Re: [OMPI users] single CPU vs four CPU result differences, is it normal?

2015-10-28 Thread Joshua Mora
Diego.
Assuming you are not properly coding the solver.
Write a problem so you know the exact solution.
That is know A (a very simple non singular SDP) and x_ , where x_ !=0. Make x
a linear function or a constant so it is super easy to spot where it is
happening the bad x's.
I assume A has the boundary conditions on it and you are not taking care of
them outside of A. If not you will have to check those too.
Then find b=A*x_.
Given A and b, initialize x to zero.
Then use your CG to find x.
Display/plot your x or the error ( abs(x-x_) ) as you go on the iterations.
Display them in a map where you can easily identify/locate your cores and the
distribution of A,x and b.
You will soon see where (eg. not exchanging data between your cores properly)
your data x is not being properly updated.
I assume you are also using an easy 1D or 2D partitioning of your data so you
can easily spot the issues.

Good luck.
Joshua

PS. Usually you have to build a communication library for your algebra that
you trust (thoroughly tested).
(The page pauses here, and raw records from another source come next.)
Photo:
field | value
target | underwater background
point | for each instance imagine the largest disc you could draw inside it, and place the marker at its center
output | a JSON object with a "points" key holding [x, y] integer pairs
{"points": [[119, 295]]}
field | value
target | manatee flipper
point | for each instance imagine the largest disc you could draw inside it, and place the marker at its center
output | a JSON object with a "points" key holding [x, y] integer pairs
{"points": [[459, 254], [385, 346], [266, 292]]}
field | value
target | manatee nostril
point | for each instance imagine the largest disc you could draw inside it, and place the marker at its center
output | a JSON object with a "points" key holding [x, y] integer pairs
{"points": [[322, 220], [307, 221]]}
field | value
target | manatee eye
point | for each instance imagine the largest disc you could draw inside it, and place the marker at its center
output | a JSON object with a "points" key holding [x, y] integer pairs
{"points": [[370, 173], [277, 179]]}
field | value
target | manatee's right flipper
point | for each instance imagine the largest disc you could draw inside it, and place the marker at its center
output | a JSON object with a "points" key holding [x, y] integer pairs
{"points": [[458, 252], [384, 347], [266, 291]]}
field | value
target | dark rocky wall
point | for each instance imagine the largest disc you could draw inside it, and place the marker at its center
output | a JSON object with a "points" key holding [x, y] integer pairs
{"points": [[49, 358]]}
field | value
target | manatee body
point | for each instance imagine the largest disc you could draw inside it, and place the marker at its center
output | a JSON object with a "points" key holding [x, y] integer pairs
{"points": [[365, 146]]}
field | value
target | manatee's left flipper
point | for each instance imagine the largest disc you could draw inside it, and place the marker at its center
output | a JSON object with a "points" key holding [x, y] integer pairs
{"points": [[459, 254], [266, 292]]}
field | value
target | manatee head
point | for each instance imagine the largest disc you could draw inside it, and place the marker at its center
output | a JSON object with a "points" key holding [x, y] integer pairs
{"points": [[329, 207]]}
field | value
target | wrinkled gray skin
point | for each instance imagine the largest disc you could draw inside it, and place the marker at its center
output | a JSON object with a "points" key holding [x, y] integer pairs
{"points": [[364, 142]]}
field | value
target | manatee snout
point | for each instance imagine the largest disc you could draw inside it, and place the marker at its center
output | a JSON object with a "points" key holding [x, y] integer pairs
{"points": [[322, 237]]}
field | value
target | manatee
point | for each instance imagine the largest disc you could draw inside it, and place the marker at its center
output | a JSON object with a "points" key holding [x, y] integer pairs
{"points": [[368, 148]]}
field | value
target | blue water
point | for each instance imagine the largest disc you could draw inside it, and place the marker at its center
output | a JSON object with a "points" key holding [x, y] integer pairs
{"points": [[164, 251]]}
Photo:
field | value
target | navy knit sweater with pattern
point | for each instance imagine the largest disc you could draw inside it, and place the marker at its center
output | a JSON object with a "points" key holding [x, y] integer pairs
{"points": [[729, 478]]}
Then you build your data types of the algebra
bit a bit: scalar, vector, matrix. Then the operators (addition, product), and
finally your solver  : CG, BiCGSTAB, GMRESR,...

-- Original Message --
Received: 05:58 PM CDT, 10/28/2015
From: Diego Avesani 
To: Open MPI Users 
Subject: Re: [OMPI users] single CPU vs four CPU result differences,is it
normal?

> dear Damin,
> I wrote the solver by myself. I have not understood your answer.
> 
> Diego
> 
> 
> On 28 October 2015 at 23:09, Damien  wrote:
> 
> > Diego,
> >
> > There aren't many linear solvers that are bit-consistent, where the
answer
> > is the same no matter how many cores or processes you use.  Intel's
version
> > of Pardiso is bit-consistent and I think MUMPS 5.0 might be, but that's
> > all.  You should assume your answer will not be exactly the same as you
> > change the number of cores or processes, although you should reach the
same
> > overall error tolerance in approximately the same number of iterations.
> >
> > Damien
> >
> >
> > On 2015-10-28 3:51 PM, Diego Avesani wrote:
> >
> > dear Andreas, dear all,
> > The code is quite long. It is a conjugate gradient algorithm to solve a
> > complex system.
> >
> > I have noticed that when a do cycle is small, let's say
> > do i=1,3
> >
> > enddo
> >
> > the results are identical. If the cycle is big, let's say do i=1,20, the
> > results are different and the difference increase with the number of
> > iterations.
> >
> > What do you think?
> >
> >
> >
> > Diego
> >
> >
> > On 28 October 2015 at 22:32, Andreas Schäfer  wrote:
> >
> >> On 22:03 Wed 28 Oct , Diego Avesani wrote:
> >> > When I use a single CPU a get a results, when I use 4 CPU I get
another
> >> > one. I do not think that very is a bug.
> >>
> >> Sounds like a bug to me, most likely in your code.
> >>
> >> > Do you think that these small differences are normal?
> >>
> >> It depends on what small means. Floating point operations in a
> >> computer are generally not commutative, so parallelization may in deed
> >> lead to different results.
> >>
> >> > Is there any way to get the same results? is some align problem?
> >>
> >> Impossible to say without knowing your code.
> >>
> >> Cheers
> >> -Andreas
> >>
> >>
> >> --
> >> ==
> >> Andreas Schäfer
> >> HPC and Grid Computing
> >> Department of Computer Science 3
> >> Friedrich-Alexander-Universität Erlangen-Nürnberg, Germany
> >> +49 9131 85-27910
> >> PGP/GPG key via keyserver
> >> http://www.libgeodecomp.org
> >> ==
> >>
> >> (\___/)
> >> (+'.'+)
> >> (")_(")
> >> This is Bunny. Copy and paste Bunny into your
> >> signature to help him gain world domination!
> >>
> >> ___
> >> users mailing list
> >> us...@open-mpi.org
> >> Subscription: http://www.open-mpi.org/mailman/listinfo.cgi/users
> >> Link to this post:
> >> http://www.open-mpi.org/community/lists/users/2015/10/27933.php
> >>
> >
> >
> >
> > ___
> > users mailing listus...@open-mpi.org
> > Subscription: http://www.open-mpi.org/mailman/listinfo.cgi/users
> >
> > Link to this post:
http://www.open-mpi.org/community/lists/users/2015/10/27934.php
> >
> >
> >
> > ___
> > users mailing list
> > us...@open-mpi.org
> > Subscription: http://www.open-mpi.org/mailman/listinfo.cgi/users
> > Link to this post:
> > http://www.open-mpi.org/community/lists/users/2015/10/27935.php
> >
> 

> ___
> users mailing list
> us...@open-mpi.org
> Subscription: http://www.open-mpi.org/mailman/listinfo.cgi/users
> Link to this post:
http://www.open-mpi.org/community/lists/users/2015/10/27936.php




Re: [OMPI users] single CPU vs four CPU result differences, is it normal?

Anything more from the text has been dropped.